Lan Cangming bajó la mirada, clavándose las uñas en la palma de la mano para obligarse a seguir hablando.

—Tengo miedo de asustarte, pero aún más miedo de perder el control.

—¿Así que prefieres cerrarte en banda y quedarte mudo?

Su An’an pellizcó la barbilla de Lan Cangming, levantando su tenso rostro.

Lan Cangming bajó instintivamente los párpados.

Un mechón de su pelo azul hielo se deslizó por su frente, ocultando el pánico que se arremolinaba en sus ojos.

Era un secreto que guardaba oculto bajo sus escamas, uno más peligroso que cualquier información militar.

—¿Por qué clase de persona me tomas?

Su An’an soltó de repente una suave risa.

Sus delgados dedos recorrieron lentamente su dura mandíbula, dibujando círculos sugerentes sobre su prominente manzana de Adán.

El brazo de Lan Cangming se sacudió, volcando una taza de té.

El té se extendió en una mancha oscura sobre la alfombra, pero ninguno de los dos le prestó atención.

—La próxima vez que te atrevas a dejar que un secreto se pudra dentro de ti,
Su An’an se inclinó de repente, sus labios rojo cereza rozando la aleta enrojecida de su oreja, desprendiendo un aroma empalagosamente dulce.

—tendré que abrirte…

la boca…

a besos.

Sus últimas palabras fueron pronunciadas lentamente, cargadas de un temblor seductor.

Un escalofrío recorrió a Lan Cangming.

Su mano bien definida se disparó para agarrarla por la cintura mientras se inclinaba para besarla.

—Primero dime el secreto.

Luego tendrás tu recompensa.

Su An’an apoyó las manos en su pecho mientras él se inclinaba, sintiendo el violento latido de su corazón contra sus palmas.

De repente, se mordió el labio inferior y rio entre dientes.

Presionó sus níveos dedos contra sus propios labios sonrojados y luego transfirió suavemente el contacto a los finos labios de Lan Cangming, dejando un beso ligero y húmedo.

—Pórtate bien.

Las pupilas de Lan Cangming se contrajeron bruscamente.
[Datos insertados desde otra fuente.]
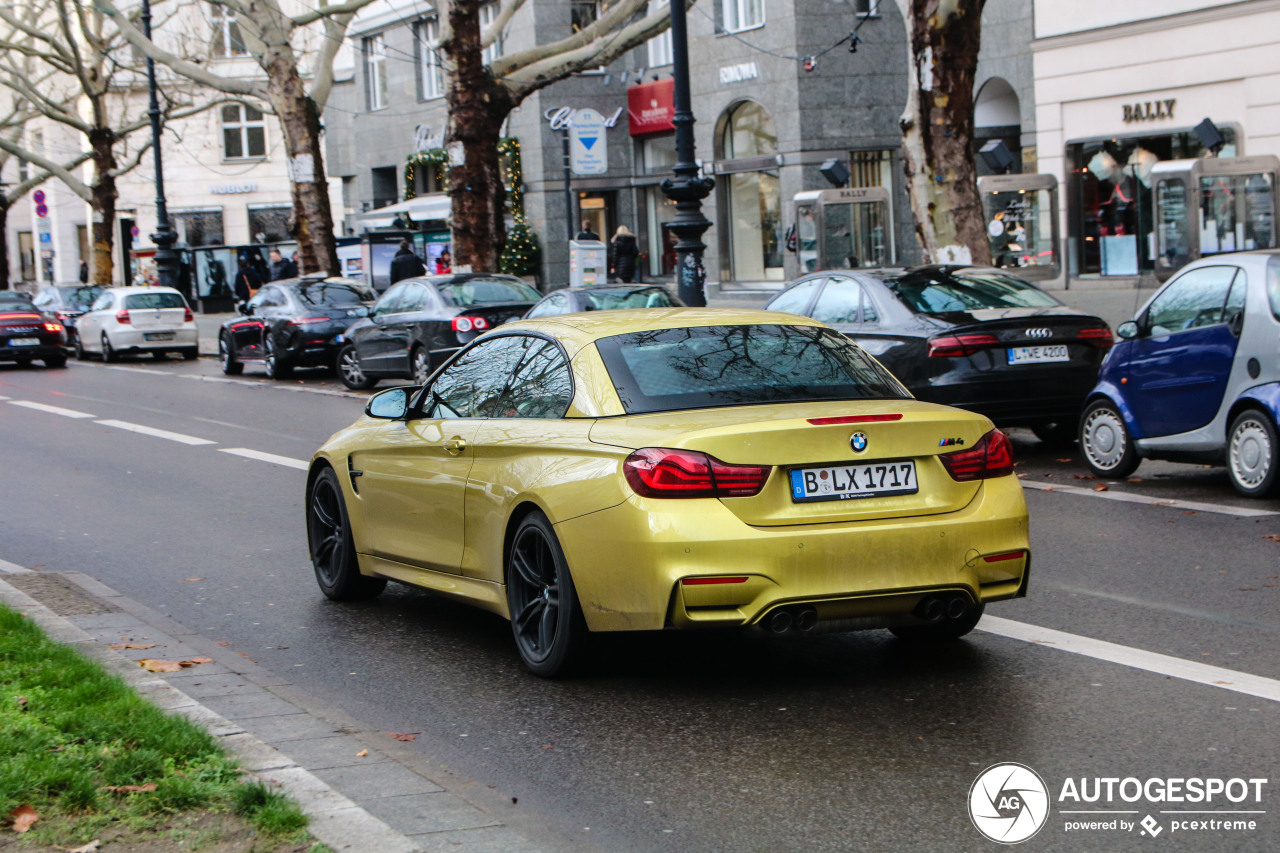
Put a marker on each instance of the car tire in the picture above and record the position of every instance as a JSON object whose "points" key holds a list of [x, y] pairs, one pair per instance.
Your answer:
{"points": [[947, 629], [332, 547], [227, 357], [1060, 433], [350, 370], [275, 369], [1252, 448], [545, 617], [420, 365], [1105, 441]]}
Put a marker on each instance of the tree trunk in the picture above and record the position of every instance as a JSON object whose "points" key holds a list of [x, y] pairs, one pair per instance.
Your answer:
{"points": [[300, 122], [478, 106], [103, 237], [937, 129]]}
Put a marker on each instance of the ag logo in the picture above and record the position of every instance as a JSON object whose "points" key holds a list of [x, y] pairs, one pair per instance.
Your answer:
{"points": [[1009, 803]]}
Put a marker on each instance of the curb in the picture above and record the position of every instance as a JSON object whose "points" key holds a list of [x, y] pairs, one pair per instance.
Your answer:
{"points": [[360, 793]]}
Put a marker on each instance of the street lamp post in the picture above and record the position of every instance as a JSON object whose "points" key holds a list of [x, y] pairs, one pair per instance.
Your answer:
{"points": [[164, 238], [686, 188]]}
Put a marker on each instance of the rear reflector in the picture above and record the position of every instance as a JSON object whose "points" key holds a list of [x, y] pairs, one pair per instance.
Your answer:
{"points": [[854, 419], [960, 345], [991, 456], [662, 471]]}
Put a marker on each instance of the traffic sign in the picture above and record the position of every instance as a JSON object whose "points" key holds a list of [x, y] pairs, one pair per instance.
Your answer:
{"points": [[589, 149]]}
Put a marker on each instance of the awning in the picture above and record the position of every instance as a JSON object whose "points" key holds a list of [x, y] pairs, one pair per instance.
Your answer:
{"points": [[434, 205]]}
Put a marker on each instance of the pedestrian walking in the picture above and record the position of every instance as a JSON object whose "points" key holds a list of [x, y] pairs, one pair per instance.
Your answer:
{"points": [[406, 264], [624, 251], [282, 268]]}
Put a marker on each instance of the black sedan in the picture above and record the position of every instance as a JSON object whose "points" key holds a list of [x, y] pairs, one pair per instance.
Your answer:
{"points": [[292, 323], [603, 297], [27, 334], [420, 322], [972, 337], [67, 302]]}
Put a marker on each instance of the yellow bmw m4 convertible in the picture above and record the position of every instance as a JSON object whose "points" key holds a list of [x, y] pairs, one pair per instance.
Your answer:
{"points": [[671, 469]]}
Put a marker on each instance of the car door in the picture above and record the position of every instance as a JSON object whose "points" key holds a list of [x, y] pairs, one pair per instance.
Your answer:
{"points": [[414, 478], [1176, 372]]}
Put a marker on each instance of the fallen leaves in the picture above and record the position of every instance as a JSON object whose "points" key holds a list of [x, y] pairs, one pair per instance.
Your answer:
{"points": [[22, 817]]}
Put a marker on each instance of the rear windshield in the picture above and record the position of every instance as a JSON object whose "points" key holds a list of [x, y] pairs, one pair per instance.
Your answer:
{"points": [[154, 300], [740, 365], [485, 291], [931, 292], [632, 297], [334, 295]]}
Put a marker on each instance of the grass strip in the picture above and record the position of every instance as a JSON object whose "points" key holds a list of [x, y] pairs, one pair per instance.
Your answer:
{"points": [[69, 731]]}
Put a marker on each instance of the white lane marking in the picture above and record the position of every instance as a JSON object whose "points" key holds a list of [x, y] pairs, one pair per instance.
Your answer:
{"points": [[51, 410], [301, 464], [1138, 658], [154, 432], [1129, 497]]}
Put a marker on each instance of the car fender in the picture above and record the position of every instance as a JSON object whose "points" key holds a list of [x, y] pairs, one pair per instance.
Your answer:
{"points": [[1109, 391]]}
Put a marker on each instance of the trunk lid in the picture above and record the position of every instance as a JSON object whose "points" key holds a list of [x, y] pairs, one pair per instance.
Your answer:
{"points": [[784, 436]]}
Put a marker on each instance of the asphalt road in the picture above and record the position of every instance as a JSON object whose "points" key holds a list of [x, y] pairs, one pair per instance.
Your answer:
{"points": [[716, 742]]}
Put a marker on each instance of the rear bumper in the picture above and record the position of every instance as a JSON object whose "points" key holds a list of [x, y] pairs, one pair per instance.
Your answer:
{"points": [[629, 561]]}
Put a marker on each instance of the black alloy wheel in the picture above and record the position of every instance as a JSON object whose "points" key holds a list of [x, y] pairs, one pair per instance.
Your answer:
{"points": [[227, 356], [333, 551], [275, 369], [545, 619], [350, 370], [421, 365]]}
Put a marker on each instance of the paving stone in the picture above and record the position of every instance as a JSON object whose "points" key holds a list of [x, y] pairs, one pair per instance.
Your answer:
{"points": [[417, 813], [376, 780]]}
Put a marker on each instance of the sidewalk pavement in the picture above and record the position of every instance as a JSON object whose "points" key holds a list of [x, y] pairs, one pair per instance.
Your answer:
{"points": [[364, 790]]}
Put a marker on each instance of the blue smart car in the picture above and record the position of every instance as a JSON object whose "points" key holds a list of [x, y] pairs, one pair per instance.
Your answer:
{"points": [[1196, 377]]}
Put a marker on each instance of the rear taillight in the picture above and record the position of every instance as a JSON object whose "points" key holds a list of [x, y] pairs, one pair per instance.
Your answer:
{"points": [[470, 324], [1098, 337], [991, 456], [960, 345], [661, 471]]}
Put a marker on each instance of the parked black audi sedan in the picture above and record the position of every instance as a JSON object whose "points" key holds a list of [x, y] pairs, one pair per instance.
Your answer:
{"points": [[293, 323], [603, 297], [27, 334], [972, 337], [67, 302], [420, 322]]}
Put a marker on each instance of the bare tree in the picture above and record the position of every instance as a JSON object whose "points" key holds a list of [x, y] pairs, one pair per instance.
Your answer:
{"points": [[481, 96], [937, 128], [270, 37], [71, 65]]}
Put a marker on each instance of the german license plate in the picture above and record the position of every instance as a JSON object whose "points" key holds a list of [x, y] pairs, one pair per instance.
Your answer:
{"points": [[853, 480], [1038, 355]]}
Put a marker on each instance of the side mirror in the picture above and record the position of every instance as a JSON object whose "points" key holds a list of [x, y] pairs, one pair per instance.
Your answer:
{"points": [[389, 405]]}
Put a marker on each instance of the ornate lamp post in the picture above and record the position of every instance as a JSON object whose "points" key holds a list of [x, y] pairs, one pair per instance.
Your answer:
{"points": [[164, 238], [686, 188]]}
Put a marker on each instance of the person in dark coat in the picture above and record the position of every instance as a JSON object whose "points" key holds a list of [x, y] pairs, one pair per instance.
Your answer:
{"points": [[247, 281], [624, 250], [406, 264], [282, 268]]}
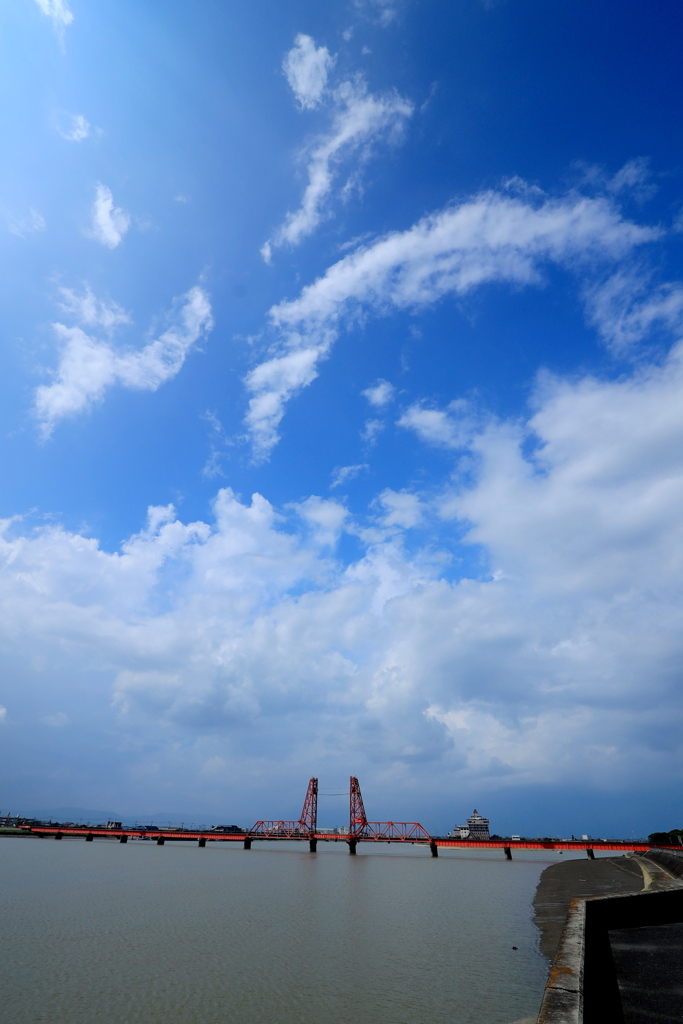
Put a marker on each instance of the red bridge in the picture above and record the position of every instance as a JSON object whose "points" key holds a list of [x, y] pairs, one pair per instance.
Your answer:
{"points": [[359, 830]]}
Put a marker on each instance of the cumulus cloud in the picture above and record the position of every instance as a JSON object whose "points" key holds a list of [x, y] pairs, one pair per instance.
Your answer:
{"points": [[359, 120], [76, 129], [306, 68], [380, 394], [89, 366], [58, 11], [494, 237], [110, 222], [344, 473], [559, 662]]}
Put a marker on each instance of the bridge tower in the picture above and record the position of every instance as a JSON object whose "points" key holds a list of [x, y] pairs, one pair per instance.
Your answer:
{"points": [[308, 819]]}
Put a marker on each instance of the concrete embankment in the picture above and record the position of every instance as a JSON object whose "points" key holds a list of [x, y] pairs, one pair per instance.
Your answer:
{"points": [[617, 960], [575, 880]]}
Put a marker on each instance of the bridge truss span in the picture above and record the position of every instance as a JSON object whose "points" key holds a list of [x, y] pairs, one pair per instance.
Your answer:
{"points": [[393, 832], [360, 829], [305, 827]]}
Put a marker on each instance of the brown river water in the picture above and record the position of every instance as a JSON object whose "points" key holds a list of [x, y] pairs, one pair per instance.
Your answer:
{"points": [[102, 932]]}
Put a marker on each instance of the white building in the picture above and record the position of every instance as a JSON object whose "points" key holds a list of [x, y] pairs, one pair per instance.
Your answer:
{"points": [[476, 827]]}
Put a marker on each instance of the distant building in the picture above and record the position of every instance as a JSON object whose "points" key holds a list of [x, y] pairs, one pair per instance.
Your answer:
{"points": [[476, 827]]}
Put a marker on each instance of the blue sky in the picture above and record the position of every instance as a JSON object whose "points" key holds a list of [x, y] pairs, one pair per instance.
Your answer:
{"points": [[341, 421]]}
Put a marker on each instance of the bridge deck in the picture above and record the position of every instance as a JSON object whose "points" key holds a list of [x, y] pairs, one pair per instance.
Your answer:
{"points": [[454, 844]]}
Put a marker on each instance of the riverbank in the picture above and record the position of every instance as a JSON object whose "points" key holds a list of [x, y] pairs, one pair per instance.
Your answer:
{"points": [[569, 880]]}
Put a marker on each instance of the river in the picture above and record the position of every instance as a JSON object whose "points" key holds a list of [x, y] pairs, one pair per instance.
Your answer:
{"points": [[94, 932]]}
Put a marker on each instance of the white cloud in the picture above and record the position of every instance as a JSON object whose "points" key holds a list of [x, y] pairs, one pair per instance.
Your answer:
{"points": [[380, 394], [633, 178], [110, 223], [86, 308], [494, 237], [88, 367], [360, 119], [325, 517], [560, 663], [344, 473], [382, 11], [26, 225], [451, 428], [628, 308], [371, 431], [306, 69], [77, 129], [58, 11], [401, 508]]}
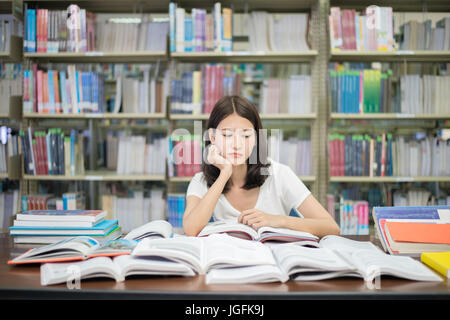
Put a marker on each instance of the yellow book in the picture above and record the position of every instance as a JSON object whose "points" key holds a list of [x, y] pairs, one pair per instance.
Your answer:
{"points": [[439, 261]]}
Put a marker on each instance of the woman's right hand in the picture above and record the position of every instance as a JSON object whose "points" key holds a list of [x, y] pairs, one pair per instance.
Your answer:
{"points": [[216, 159]]}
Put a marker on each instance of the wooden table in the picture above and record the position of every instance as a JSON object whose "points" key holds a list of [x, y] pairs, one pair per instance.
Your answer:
{"points": [[23, 282]]}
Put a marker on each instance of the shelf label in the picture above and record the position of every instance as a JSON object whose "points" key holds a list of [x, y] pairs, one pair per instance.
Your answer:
{"points": [[94, 178], [405, 179], [93, 53], [406, 115]]}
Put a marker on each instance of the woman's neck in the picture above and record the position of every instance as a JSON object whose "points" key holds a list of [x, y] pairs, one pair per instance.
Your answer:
{"points": [[238, 175]]}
Las aletas de sus orejas se irguieron sin control, y las oscuras corrientes que se arremolinaban en sus ojos eran casi suficientes para ahogar a una persona.

Abrió la boca de golpe, intentando morder aquellos traviesos y níveos dedos, pero ella lo esquivó con destreza.

Su An’an curvó el dedo y le dio un rápido papirotazo en la frente.

—Compórtate.

Se retiró con un puchero juguetón, el dobladillo de su vestido negro rozando el muslo de la sirena y dejando en el aire una tenue fragancia dulce y cremosa.

Lan Cangming la observó sentarse de nuevo en el sofá de enfrente, con la orgullosa curva de su cuello níveo en alto.

De repente, sintió la garganta más seca que nunca.

—¿Y bien?

Habla.

Su An’an enarcó una ceja, con una media sonrisa en el rostro mientras miraba a Lan Cangming.

—¡Estoy esperando a oír el secretito del Mariscal Sirena!

De repente, Pequeño Rosa empezó a desvariar en su mente, con una pantalla llena de efectos en forma de corazón explotando sobre su cabeza.

«¡Su Alteza es genial!

¡Llamaría a esta lección para domar al pez un ejemplo de manual de clase universal!»
«¡Mira a Gran Pez!

¡Sus aletas de las orejas están sonrojadas por la sangre y el coxis le tiembla!

¡La cremallera está a punto de reventar!»
La mirada de Su An’an se deslizó incontrolablemente hacia abajo.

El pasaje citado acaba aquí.